Für 160€ kriegst ein X570 Brett viel zu teuer.


----------



## al1510 (10. Juni 2020)

Da eine gute WLAN Karte mit Bluetooth auch um die 40 Euro kostet, finde ich die 160 Euro für das Mainboard jetzt nicht so tragisch. Ein Tomahawk bekommt man aktuell ja auch nicht unter 120 Euro.

Ich habe mir sagen lassen, dass der 3600X den Mehrpreis im Vergleich zum 3600 nicht wert sein soll, da die Leistungssteigerung angeblich nur sehr minimal ist. Zur Leistung des  3600 XT kursieren ja momentan noch verschiedene Gerüchte, da er aber angeblich am 16. vorgestellt werden soll, werde ich die paar Tage mit dem Kauf noch abwarten.

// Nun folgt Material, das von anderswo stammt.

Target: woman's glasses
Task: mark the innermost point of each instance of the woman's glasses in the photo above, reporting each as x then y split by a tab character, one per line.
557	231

Geplant wäre ein 16 GB CORSAIR Vengeance LPX 3200 CL 16 Kit.
Das ich die Grafikkarte in den nächsten Jahren mal tauschen muss ist mir bewusst. Zum Gamen verwende ich hauptsächlich die PS4.  Am PC spiele ich hauptächlich Spiele die es für die PS4 nicht gibt z.B Forza 7, Transport Fever 2 oder welche die einfach mit Tastatur und Maus angenehmer zu spielen sind als mit dem Gamepad.


----------



## al1510 (10. Juni 2020)

Sirthegoat schrieb:


> Für 160€ kriegst ein X570 Brett viel zu teuer.



Das günstigste X570 mit WLAN würde bei Amazon 200 Euro kosten, wobei die Reviews, die ich vom X570 Gaming Edge Wifi gelesen habe eher negativ ausgefallen sind.


----------



## Sirthegoat (10. Juni 2020)

al1510 schrieb:


> Das günstigste X570 mit WLAN würde bei Amazon 200 Euro kosten, wobei die Reviews, die ich vom X570 Gaming Edge Wifi gelesen habe eher negativ ausgefallen sind.



Das mit dem Wlan habe ich überlesen, aber ist es nicht aus Kosten / Leistungssicht da besser auf eine externe Lösung zu setzen? Kenne integriertes Wlan nur noch von früher und da war die Verbindung grausig?


----------



## Brexzidian7794 (10. Juni 2020)

Mußte selber wissen was für dich wichtiger ist,den  der 550B-Chipsatz hat etwas mehr zu bieten als der alte 450 ziger-Chipsatz.

-20 nutzbare PCIe® 4.0-Lanes mit einem AMD Ryzen Prozessor der 3. Generation
-Bis zu 4 nutzbare PCIe® 3.0-Lanes
-bis zu 8 nutzbare PCIe® 2.0-Lanes
-Bis zu 2 native USB 3.2 Gen2-Ports (Superspeed 10 Gbit/s)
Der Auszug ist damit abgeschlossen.